If everyday operational security isn’t already enough of a problem, attacks like Mirai highlight the problems inherent in IoT security – and the emerging risks from DDoS-for-hire services that can be used to take down one’s enemies.
Tools like continuous authentication and ubiquitous use of HTTPS are emerging as vendors try to improve their security stories, yet Internet stalwarts like WhatsApp and Telegram continued to fall to vulnerabilities.
Yet even technologies like HTTPS aren’t necessarily safe, as the US government backed Google’s alarm and warns against HTTPS interception products. Machine learning will play a crucial role in closing the ‘effectiveness gap’ that continues to haunt security practitioners, one senior Cisco Systems executive warned.
Others, speaking at the Cisco Live! conference in Melbourne, were highlighting the risks of point security solutions and encouraging Australian security companies to “go for it right now” to pursue their dreams. This, as some wondered why Australian companies aren’t being more proactive in sourcing solutions from Australian companies.

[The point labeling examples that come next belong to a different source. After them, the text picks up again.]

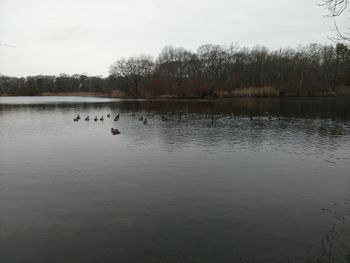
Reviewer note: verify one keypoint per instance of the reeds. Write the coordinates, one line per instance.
(255, 92)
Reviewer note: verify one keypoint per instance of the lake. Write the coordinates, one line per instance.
(239, 180)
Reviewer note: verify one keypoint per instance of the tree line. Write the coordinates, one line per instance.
(211, 71)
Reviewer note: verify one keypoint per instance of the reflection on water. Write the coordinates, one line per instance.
(187, 189)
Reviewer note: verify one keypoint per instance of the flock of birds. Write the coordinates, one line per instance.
(165, 118)
(114, 131)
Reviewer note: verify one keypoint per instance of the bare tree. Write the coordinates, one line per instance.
(336, 8)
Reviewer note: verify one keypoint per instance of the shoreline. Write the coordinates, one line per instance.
(105, 95)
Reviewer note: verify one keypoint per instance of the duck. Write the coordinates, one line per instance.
(115, 131)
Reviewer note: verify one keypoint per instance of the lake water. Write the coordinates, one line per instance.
(182, 190)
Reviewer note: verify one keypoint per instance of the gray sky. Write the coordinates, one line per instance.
(87, 36)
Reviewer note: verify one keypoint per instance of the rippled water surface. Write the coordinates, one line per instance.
(212, 186)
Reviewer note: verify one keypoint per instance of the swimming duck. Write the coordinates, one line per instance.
(115, 131)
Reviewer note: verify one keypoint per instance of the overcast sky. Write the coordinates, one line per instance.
(87, 36)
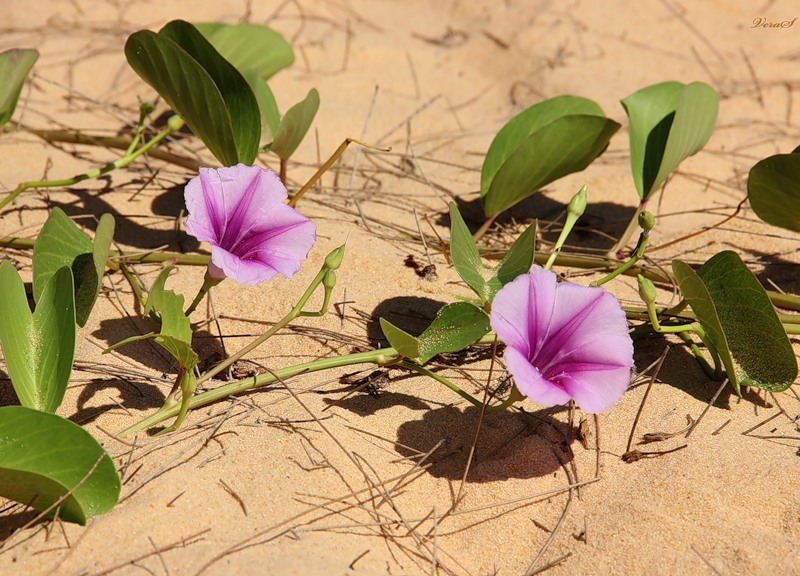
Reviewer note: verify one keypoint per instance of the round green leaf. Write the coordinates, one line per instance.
(39, 347)
(669, 122)
(740, 322)
(773, 188)
(455, 327)
(239, 99)
(61, 243)
(465, 256)
(565, 145)
(189, 89)
(249, 46)
(15, 65)
(516, 131)
(44, 456)
(295, 124)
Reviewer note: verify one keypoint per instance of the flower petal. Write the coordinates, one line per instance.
(530, 381)
(521, 316)
(596, 388)
(564, 341)
(239, 210)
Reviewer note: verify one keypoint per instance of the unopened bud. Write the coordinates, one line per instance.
(647, 290)
(146, 108)
(175, 123)
(334, 259)
(646, 221)
(577, 205)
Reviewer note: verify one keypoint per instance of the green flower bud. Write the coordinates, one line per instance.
(329, 280)
(334, 259)
(577, 205)
(175, 123)
(647, 290)
(146, 108)
(646, 221)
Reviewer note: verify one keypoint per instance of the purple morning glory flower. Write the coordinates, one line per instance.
(563, 341)
(253, 235)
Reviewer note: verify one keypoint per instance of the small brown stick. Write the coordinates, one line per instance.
(718, 430)
(644, 398)
(160, 556)
(550, 564)
(359, 557)
(234, 495)
(708, 406)
(770, 419)
(636, 455)
(328, 163)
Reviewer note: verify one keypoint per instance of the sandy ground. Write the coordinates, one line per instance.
(322, 482)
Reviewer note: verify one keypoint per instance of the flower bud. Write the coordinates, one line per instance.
(646, 221)
(647, 290)
(577, 205)
(329, 280)
(334, 259)
(175, 123)
(146, 108)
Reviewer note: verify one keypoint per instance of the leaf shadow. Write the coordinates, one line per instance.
(410, 313)
(132, 395)
(511, 444)
(597, 229)
(127, 231)
(681, 371)
(147, 352)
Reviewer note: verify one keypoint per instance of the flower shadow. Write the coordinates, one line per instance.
(511, 444)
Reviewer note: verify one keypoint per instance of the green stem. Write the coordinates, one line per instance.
(635, 256)
(119, 163)
(380, 357)
(208, 284)
(293, 313)
(116, 142)
(575, 209)
(615, 252)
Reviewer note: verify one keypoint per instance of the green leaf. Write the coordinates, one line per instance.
(176, 330)
(39, 347)
(240, 101)
(216, 103)
(465, 256)
(249, 46)
(540, 145)
(15, 65)
(518, 261)
(520, 127)
(270, 117)
(405, 344)
(773, 188)
(61, 243)
(740, 322)
(295, 124)
(669, 122)
(43, 457)
(455, 327)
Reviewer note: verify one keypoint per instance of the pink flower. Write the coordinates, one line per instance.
(253, 235)
(563, 341)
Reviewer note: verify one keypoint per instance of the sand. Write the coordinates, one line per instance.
(325, 481)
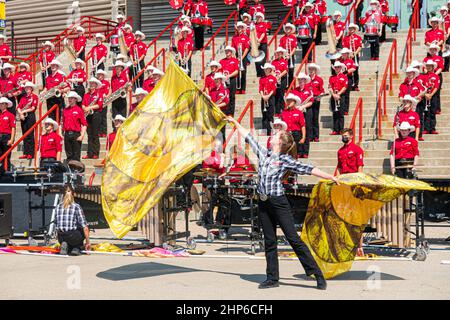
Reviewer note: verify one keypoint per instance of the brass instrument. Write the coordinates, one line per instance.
(119, 93)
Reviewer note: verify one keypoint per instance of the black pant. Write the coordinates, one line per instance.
(72, 146)
(74, 238)
(276, 210)
(93, 121)
(258, 65)
(315, 120)
(28, 142)
(268, 113)
(338, 116)
(199, 36)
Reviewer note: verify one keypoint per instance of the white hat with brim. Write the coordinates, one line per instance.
(409, 98)
(73, 94)
(279, 122)
(406, 126)
(294, 97)
(5, 100)
(52, 122)
(304, 76)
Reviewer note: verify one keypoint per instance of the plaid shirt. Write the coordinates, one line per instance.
(70, 218)
(272, 167)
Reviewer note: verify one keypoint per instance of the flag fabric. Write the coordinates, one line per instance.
(337, 215)
(171, 131)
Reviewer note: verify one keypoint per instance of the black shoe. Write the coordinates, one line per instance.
(268, 284)
(321, 282)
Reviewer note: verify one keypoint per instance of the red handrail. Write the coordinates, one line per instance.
(29, 131)
(274, 38)
(304, 62)
(212, 40)
(391, 71)
(412, 33)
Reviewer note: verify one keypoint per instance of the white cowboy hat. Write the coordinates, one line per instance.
(409, 98)
(6, 100)
(73, 94)
(294, 97)
(140, 91)
(141, 34)
(280, 122)
(406, 126)
(52, 122)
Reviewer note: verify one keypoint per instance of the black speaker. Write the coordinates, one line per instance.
(5, 215)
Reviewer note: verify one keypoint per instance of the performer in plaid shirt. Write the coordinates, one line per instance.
(71, 225)
(274, 207)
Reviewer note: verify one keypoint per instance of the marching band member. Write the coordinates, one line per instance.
(45, 58)
(316, 86)
(138, 50)
(350, 71)
(74, 126)
(50, 144)
(26, 110)
(404, 151)
(353, 42)
(92, 106)
(273, 205)
(99, 54)
(185, 51)
(308, 20)
(7, 130)
(408, 114)
(230, 69)
(77, 77)
(119, 80)
(57, 78)
(261, 34)
(118, 120)
(350, 156)
(9, 86)
(293, 116)
(209, 79)
(373, 16)
(139, 94)
(281, 70)
(267, 90)
(79, 43)
(337, 86)
(241, 43)
(289, 43)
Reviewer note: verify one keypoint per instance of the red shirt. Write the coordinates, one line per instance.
(141, 49)
(229, 65)
(50, 145)
(118, 81)
(79, 43)
(96, 96)
(316, 85)
(411, 117)
(352, 42)
(294, 118)
(5, 50)
(33, 99)
(350, 157)
(268, 84)
(406, 148)
(7, 122)
(338, 82)
(434, 35)
(54, 80)
(73, 119)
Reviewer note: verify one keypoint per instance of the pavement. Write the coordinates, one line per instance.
(233, 273)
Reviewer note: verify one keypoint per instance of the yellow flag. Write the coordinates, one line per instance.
(337, 215)
(170, 132)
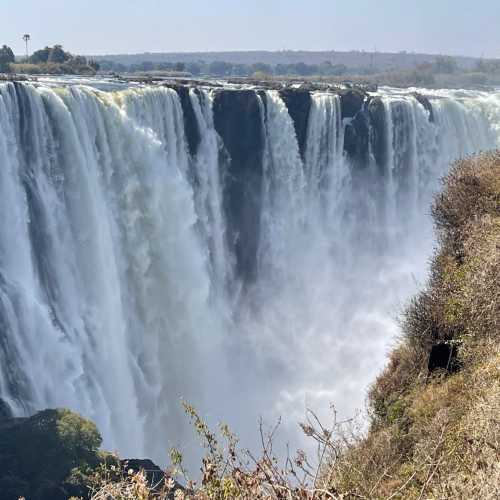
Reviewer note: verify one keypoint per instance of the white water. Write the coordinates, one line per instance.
(118, 293)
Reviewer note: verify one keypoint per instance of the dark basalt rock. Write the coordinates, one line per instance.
(191, 128)
(378, 131)
(5, 411)
(356, 139)
(238, 121)
(155, 476)
(443, 356)
(298, 102)
(351, 102)
(426, 103)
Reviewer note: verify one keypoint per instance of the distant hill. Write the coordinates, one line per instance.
(351, 59)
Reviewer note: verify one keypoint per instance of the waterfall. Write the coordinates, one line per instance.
(230, 263)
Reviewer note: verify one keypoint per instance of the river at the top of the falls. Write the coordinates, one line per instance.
(245, 250)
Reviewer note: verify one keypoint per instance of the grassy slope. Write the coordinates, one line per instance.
(438, 435)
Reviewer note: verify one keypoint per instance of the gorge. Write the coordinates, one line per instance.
(243, 248)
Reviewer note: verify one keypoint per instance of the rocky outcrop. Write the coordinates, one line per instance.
(238, 121)
(298, 102)
(5, 411)
(351, 102)
(378, 131)
(426, 103)
(191, 128)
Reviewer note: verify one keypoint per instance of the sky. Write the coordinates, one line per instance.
(457, 27)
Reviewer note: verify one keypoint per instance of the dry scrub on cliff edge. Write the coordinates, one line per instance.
(435, 429)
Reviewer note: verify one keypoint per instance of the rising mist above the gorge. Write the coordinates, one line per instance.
(244, 249)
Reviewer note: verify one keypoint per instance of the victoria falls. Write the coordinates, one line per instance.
(249, 251)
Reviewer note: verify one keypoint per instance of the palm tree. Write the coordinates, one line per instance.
(26, 38)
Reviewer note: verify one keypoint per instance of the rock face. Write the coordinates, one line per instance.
(426, 103)
(378, 131)
(298, 102)
(238, 121)
(5, 411)
(154, 475)
(351, 101)
(443, 356)
(191, 128)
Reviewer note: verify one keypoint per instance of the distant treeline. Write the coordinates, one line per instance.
(49, 60)
(226, 69)
(424, 72)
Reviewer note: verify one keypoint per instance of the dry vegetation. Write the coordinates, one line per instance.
(434, 434)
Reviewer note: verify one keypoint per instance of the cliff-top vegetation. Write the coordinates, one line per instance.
(49, 61)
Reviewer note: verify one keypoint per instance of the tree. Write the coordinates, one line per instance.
(445, 64)
(6, 57)
(40, 56)
(57, 55)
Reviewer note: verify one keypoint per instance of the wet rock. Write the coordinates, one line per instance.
(443, 356)
(356, 139)
(191, 128)
(238, 121)
(426, 103)
(351, 102)
(298, 102)
(5, 411)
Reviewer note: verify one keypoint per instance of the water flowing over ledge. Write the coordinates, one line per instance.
(243, 249)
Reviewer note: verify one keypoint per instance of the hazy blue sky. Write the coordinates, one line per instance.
(469, 27)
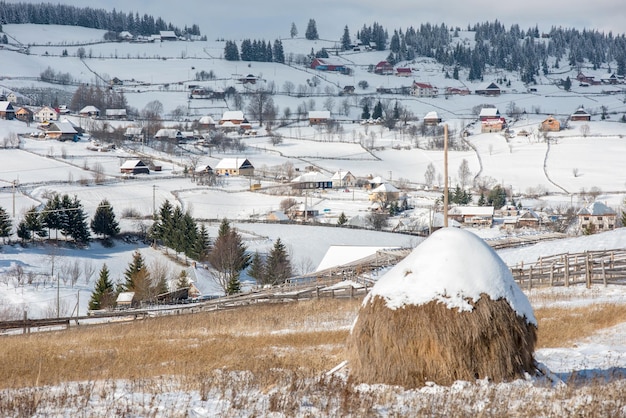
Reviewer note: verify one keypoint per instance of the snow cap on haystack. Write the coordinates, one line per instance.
(449, 311)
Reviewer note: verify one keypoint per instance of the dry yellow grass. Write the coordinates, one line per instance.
(307, 338)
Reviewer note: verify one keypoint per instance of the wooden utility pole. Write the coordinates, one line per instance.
(445, 175)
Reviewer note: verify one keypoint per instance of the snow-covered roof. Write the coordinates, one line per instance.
(312, 176)
(386, 188)
(338, 255)
(452, 266)
(596, 209)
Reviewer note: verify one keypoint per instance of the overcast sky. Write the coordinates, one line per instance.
(271, 19)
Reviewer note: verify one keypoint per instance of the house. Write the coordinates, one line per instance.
(45, 114)
(456, 90)
(384, 193)
(343, 179)
(580, 115)
(126, 300)
(232, 117)
(432, 119)
(404, 72)
(134, 167)
(487, 113)
(133, 133)
(423, 90)
(472, 215)
(171, 134)
(62, 131)
(318, 117)
(234, 167)
(24, 114)
(528, 219)
(550, 125)
(115, 114)
(491, 90)
(206, 122)
(6, 110)
(168, 35)
(312, 180)
(492, 125)
(89, 111)
(325, 65)
(596, 217)
(383, 68)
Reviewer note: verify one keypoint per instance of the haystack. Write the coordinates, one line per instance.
(449, 311)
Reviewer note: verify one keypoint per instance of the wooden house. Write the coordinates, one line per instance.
(597, 217)
(491, 90)
(312, 180)
(404, 72)
(24, 114)
(580, 115)
(119, 114)
(432, 119)
(423, 90)
(343, 179)
(384, 193)
(89, 112)
(133, 133)
(126, 300)
(383, 68)
(234, 167)
(476, 216)
(45, 114)
(550, 125)
(62, 131)
(6, 110)
(318, 117)
(487, 113)
(134, 167)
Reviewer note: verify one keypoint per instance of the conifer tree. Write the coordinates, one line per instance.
(278, 266)
(228, 257)
(183, 280)
(5, 224)
(104, 222)
(257, 268)
(103, 295)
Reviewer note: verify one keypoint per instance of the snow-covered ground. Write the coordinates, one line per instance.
(575, 163)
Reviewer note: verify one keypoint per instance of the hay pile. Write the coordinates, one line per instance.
(449, 311)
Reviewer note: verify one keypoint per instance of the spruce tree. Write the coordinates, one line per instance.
(278, 266)
(103, 295)
(311, 31)
(228, 257)
(5, 224)
(257, 268)
(104, 222)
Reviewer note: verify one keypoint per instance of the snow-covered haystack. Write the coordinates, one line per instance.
(449, 311)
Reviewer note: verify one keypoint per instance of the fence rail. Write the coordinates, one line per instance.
(589, 267)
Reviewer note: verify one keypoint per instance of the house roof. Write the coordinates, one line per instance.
(233, 163)
(233, 115)
(596, 209)
(386, 188)
(472, 210)
(133, 164)
(311, 177)
(319, 114)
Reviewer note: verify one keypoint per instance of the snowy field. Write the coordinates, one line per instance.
(572, 164)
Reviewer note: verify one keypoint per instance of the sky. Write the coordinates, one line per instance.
(272, 18)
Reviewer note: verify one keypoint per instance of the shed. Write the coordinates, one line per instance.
(134, 167)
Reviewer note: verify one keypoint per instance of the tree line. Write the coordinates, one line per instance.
(60, 14)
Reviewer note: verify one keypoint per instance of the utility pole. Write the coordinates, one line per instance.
(445, 171)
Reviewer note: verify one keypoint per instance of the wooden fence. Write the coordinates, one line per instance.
(589, 267)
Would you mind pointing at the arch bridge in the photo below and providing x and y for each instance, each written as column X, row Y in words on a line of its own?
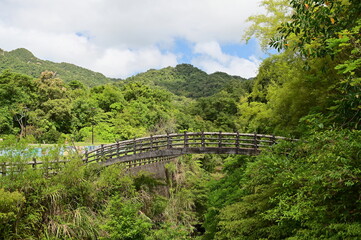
column 157, row 148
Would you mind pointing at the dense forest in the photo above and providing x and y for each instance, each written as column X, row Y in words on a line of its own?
column 305, row 189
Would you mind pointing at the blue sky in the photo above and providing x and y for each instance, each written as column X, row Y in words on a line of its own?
column 120, row 38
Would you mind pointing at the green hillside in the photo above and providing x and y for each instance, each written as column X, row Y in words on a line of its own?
column 23, row 61
column 187, row 80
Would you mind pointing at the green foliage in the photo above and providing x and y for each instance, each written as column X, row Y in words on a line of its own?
column 125, row 222
column 306, row 194
column 23, row 61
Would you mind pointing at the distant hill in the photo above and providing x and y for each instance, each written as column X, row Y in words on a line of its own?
column 23, row 61
column 187, row 80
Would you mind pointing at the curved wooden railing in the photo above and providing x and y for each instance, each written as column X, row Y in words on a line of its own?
column 158, row 148
column 144, row 150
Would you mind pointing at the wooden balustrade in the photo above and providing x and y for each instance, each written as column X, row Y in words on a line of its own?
column 140, row 151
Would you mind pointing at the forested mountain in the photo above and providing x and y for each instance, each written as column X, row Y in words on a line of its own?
column 187, row 80
column 309, row 188
column 23, row 61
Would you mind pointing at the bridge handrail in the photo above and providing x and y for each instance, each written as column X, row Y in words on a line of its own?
column 125, row 152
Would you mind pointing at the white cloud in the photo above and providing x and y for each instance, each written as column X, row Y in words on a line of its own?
column 118, row 37
column 124, row 62
column 211, row 59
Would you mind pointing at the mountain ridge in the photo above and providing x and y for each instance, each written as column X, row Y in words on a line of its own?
column 23, row 61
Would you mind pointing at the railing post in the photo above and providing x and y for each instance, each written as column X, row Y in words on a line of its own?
column 3, row 169
column 86, row 156
column 186, row 144
column 237, row 142
column 102, row 150
column 34, row 164
column 220, row 139
column 203, row 144
column 118, row 149
column 169, row 141
column 273, row 139
column 140, row 146
column 151, row 142
column 255, row 142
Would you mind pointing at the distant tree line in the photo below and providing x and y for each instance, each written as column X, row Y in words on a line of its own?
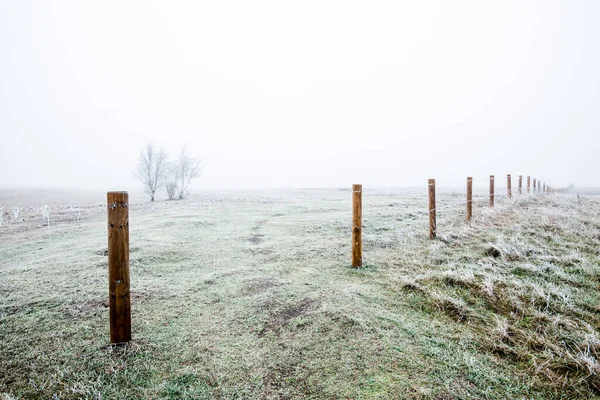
column 154, row 170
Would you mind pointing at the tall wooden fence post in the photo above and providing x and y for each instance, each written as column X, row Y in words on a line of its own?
column 432, row 220
column 118, row 267
column 469, row 198
column 357, row 226
column 491, row 190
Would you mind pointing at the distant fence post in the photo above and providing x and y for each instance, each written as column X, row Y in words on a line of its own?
column 357, row 226
column 491, row 190
column 118, row 267
column 469, row 198
column 432, row 221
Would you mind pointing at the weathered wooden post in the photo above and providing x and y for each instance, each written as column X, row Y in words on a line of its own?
column 357, row 226
column 432, row 221
column 491, row 190
column 469, row 198
column 118, row 267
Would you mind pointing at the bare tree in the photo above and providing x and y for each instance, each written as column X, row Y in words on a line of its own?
column 186, row 169
column 152, row 169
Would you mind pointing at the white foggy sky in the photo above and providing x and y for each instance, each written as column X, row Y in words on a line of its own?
column 300, row 94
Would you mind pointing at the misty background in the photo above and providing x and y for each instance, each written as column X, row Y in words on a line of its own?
column 299, row 94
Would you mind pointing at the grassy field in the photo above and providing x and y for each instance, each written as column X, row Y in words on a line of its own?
column 251, row 295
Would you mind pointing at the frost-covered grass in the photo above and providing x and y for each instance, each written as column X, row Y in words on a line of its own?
column 251, row 295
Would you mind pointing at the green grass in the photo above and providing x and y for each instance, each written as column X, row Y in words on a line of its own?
column 254, row 298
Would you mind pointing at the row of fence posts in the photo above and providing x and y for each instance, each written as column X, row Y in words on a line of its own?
column 357, row 208
column 118, row 244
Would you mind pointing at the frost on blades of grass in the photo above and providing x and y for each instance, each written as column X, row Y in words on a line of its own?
column 252, row 296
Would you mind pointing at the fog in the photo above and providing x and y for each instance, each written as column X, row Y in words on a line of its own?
column 300, row 94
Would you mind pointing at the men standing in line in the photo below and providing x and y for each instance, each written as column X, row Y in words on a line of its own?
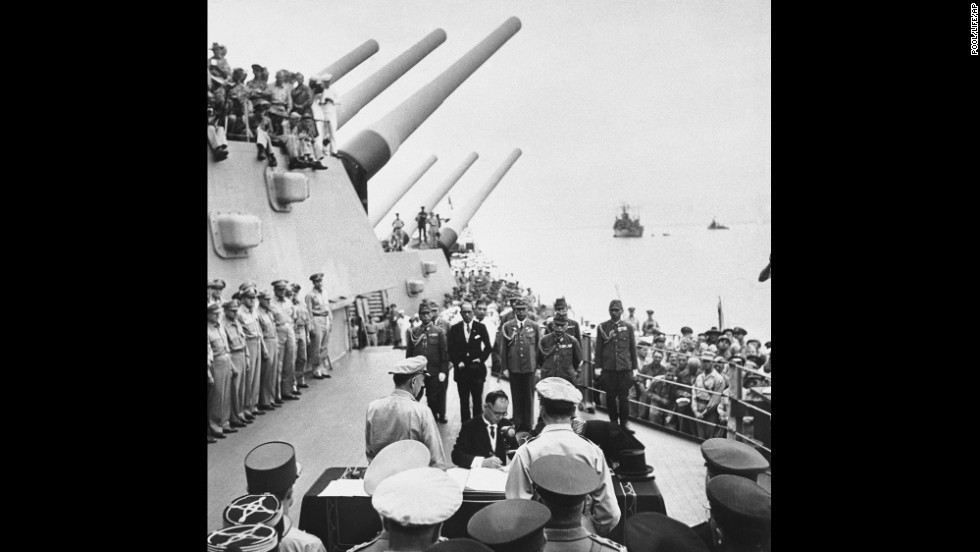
column 616, row 363
column 253, row 343
column 319, row 307
column 285, row 316
column 559, row 400
column 304, row 327
column 239, row 359
column 518, row 360
column 469, row 347
column 270, row 351
column 429, row 340
column 400, row 416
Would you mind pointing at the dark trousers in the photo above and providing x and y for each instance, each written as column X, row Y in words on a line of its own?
column 469, row 390
column 522, row 392
column 617, row 385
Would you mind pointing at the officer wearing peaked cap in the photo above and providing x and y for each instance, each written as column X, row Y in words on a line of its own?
column 395, row 458
column 514, row 525
column 413, row 504
column 559, row 399
column 563, row 484
column 399, row 416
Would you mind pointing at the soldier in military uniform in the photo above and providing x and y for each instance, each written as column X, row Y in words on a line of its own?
column 285, row 316
column 519, row 340
column 616, row 363
column 239, row 359
column 558, row 402
column 255, row 347
column 219, row 400
column 562, row 484
column 304, row 326
column 430, row 341
column 270, row 350
column 319, row 306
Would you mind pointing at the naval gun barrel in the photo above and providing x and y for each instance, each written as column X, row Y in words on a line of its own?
column 384, row 206
column 451, row 231
column 345, row 64
column 359, row 96
column 436, row 196
column 372, row 148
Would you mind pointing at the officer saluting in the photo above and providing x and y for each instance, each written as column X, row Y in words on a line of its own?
column 430, row 341
column 562, row 484
column 615, row 361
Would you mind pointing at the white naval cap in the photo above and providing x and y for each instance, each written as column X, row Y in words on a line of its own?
column 421, row 496
column 558, row 389
column 413, row 365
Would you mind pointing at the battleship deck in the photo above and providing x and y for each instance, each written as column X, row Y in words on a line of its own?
column 327, row 428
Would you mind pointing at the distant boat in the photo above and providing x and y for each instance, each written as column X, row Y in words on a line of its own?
column 627, row 227
column 716, row 226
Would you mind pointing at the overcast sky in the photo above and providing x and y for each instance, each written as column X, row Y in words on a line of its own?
column 665, row 105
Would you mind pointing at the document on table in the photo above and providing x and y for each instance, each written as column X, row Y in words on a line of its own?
column 345, row 487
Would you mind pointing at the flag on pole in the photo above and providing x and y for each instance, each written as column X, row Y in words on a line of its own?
column 721, row 316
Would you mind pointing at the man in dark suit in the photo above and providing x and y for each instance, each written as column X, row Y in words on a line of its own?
column 484, row 440
column 469, row 348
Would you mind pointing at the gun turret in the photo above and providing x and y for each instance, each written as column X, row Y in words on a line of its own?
column 436, row 196
column 359, row 96
column 345, row 64
column 372, row 148
column 389, row 200
column 461, row 217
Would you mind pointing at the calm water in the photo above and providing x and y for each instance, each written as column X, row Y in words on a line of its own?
column 680, row 277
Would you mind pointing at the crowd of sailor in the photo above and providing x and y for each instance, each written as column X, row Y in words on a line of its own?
column 289, row 115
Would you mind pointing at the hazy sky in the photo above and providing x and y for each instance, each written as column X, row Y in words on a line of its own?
column 665, row 105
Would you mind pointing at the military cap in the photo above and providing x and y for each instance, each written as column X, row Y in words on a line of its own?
column 565, row 479
column 727, row 456
column 420, row 496
column 271, row 468
column 251, row 509
column 514, row 525
column 459, row 545
column 740, row 505
column 558, row 389
column 395, row 458
column 653, row 532
column 413, row 365
column 244, row 538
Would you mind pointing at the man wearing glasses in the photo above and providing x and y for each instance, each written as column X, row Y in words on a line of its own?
column 484, row 440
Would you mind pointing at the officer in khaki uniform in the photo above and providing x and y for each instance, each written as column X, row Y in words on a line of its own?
column 318, row 306
column 285, row 316
column 304, row 323
column 616, row 363
column 518, row 341
column 253, row 343
column 270, row 350
column 430, row 341
column 562, row 483
column 239, row 359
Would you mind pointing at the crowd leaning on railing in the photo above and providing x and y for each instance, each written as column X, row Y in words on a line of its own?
column 298, row 119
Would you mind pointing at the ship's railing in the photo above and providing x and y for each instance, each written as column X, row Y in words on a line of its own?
column 739, row 426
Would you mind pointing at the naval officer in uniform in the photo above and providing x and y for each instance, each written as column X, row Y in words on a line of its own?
column 559, row 400
column 616, row 363
column 430, row 341
column 562, row 484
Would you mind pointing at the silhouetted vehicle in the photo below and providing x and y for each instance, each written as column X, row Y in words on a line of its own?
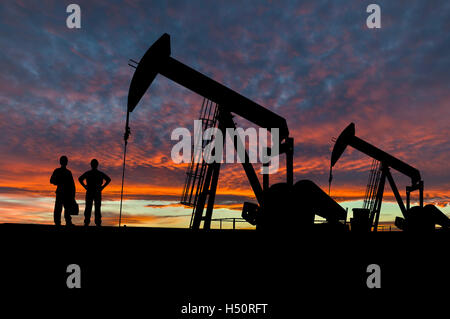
column 94, row 186
column 65, row 192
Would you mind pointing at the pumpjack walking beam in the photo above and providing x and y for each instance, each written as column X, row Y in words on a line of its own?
column 348, row 138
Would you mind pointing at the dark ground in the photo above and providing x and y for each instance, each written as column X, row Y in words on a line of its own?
column 160, row 270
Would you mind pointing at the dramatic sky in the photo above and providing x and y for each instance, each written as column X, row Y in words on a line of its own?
column 64, row 91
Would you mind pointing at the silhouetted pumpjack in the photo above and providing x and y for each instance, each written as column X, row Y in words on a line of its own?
column 416, row 218
column 279, row 206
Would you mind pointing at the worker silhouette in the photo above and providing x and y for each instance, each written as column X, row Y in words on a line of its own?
column 65, row 192
column 94, row 186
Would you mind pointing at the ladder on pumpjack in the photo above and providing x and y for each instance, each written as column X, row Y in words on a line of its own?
column 371, row 199
column 195, row 173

What with so many threats and architectural challenges at play, Cisco’s CISO feels it’s a “sexy” time to be in security – particularly as cybersecurity policy remedies longstanding shortcomings and helps companies ramp up their fight against attackers.
Hackers had figured out how to use the Petya ransomware strain to target companies without the original authors’ knowledge. Also being taken over were the accelerometer of a Fitbit a radio-controlled car.
Microsoft fixed a record number of flaws and pushed hackers to help security-test its Office Insider previews with a $US15,000 ($A19,950) bounty. Apple, for its part, was said to have deployed an unauthorised patch by mistake. This, as Adobe Reader, Edge, Safari, and Ubuntu were all compromised by exploits at the Pwn2Own hacking event.
Spooked by the eCensus fail last year, prudent businesses were considering the value of good cyber insurance and how they would survive an outage. It’s the new normal – and disaster planning now means knowing how to deal with ransomware and even negotiate with its authors.
This, as looming legislation looks set to give the NSA broad powers of foreign surveillance. The US Department of Justice wasn’t saying how much the FBI paid to hack an alleged terrorist’s iPhone last year. Meanwhile, a court blocked a man’s efforts to sue the country of Ethiopia for allegedly infiltrating his computer and spying on him.